The EU’s largest farm lobby group Copa-Cogeca – of which the Irish Farmers’ Association (IFA) is a member – called on EU Budget Commissioner Günther Oettinger this month to maintain agricultural expenditure at current levels.
The EU’s largest farm lobby group Copa-Cogeca – of which the Irish Farmers’ Association (IFA) is a member – called on EU Budget Commissioner Günther Oettinger this month to maintain agricultural expenditure at current levels, as a reduction in CAP spending would threaten ‘farmers’ livelihoods, the production of high-quality foods and the delivery of the EU’s environmental and social goals.’
At an assembly meeting on June 15th, farm representatives raised ‘serious concerns about the potential trade and budget impact of Brexit on European farmers and their co-operatives,’ saying the farming community ‘should not have to pay the price of Brexit.’
In response, the EU Budget chief pledged to do his best to ‘support the agricultural sector,’ but ‘could not promise’ the budgetary allocation would remain the same. He supports the added value of a common framework and urged against a set of national farm policies.

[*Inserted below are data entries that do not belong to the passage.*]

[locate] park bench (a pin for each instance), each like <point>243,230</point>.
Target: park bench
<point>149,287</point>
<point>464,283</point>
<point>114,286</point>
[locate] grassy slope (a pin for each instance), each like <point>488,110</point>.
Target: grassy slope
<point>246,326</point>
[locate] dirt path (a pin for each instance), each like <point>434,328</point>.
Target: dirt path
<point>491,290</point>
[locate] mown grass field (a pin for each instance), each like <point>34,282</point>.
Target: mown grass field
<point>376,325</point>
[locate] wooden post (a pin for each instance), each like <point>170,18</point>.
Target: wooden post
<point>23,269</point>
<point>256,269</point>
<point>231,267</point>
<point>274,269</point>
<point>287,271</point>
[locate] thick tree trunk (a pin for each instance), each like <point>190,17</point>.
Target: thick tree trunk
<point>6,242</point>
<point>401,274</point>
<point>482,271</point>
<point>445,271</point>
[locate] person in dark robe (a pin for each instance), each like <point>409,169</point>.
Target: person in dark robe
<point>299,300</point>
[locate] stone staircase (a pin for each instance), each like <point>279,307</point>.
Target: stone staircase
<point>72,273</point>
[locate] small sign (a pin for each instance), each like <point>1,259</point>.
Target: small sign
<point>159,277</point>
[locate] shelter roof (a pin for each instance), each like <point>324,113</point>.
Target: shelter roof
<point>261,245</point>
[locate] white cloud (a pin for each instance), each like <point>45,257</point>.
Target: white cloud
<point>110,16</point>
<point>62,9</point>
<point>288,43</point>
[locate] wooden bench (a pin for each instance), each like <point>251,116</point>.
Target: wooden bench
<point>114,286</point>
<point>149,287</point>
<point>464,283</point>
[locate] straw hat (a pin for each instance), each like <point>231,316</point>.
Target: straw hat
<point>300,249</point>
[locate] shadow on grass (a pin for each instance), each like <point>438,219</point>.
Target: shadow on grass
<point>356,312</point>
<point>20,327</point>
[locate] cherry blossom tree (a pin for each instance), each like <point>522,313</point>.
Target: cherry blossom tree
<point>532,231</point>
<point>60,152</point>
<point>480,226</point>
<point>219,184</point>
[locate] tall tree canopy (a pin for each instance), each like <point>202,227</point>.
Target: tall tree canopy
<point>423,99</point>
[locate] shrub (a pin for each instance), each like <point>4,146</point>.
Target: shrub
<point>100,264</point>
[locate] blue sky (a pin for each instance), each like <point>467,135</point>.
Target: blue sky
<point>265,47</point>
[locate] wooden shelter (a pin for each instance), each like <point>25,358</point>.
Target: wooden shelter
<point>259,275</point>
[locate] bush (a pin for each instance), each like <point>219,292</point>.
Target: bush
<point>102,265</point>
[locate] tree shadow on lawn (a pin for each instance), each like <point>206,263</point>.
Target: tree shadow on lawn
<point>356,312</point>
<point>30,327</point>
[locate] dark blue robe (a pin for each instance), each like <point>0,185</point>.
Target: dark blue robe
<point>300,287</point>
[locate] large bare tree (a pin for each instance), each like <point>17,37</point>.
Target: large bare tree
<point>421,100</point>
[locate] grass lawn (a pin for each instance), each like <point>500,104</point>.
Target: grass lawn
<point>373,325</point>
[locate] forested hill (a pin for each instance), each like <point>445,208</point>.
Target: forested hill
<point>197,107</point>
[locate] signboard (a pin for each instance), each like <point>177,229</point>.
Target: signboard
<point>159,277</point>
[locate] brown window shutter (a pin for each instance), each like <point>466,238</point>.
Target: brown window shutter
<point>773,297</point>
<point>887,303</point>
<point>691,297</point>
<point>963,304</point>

The coffers are expected to take a hit as a result of the UK’s decision to leave the Union – a €10-€13 billion annual cut to the Community budget – Oettinger told delegates. He reiterated the ‘serious challenges’ facing the EU, such as the refugee crisis, migration, border protection and the fight against terrorism. The German Commissioner pleaded with national farm associations to ‘play a strong and constructive role in the debate’ and lobby their respective Commissioners, Agriculture and Finance Ministers and heads of state and government to safeguard the CAP budget.
Meanwhile, prominent MEP Mairead McGuinness said that EU countries, including Ireland, must ‘have a conversation’ about contributing more to the budget once the UK leaves the EU in 2019: ‘The re-orientation of the CAP to make its goals more climate-smart, more climate-friendly is something we should focus on,’ the First Vice-President of the European Parliament stated.
Discussions on the long-term budget post-2020 are expected to kick off in earnest next summer – originally scheduled to start after the German elections on September 24th – when there is more clarity on the Brexit question.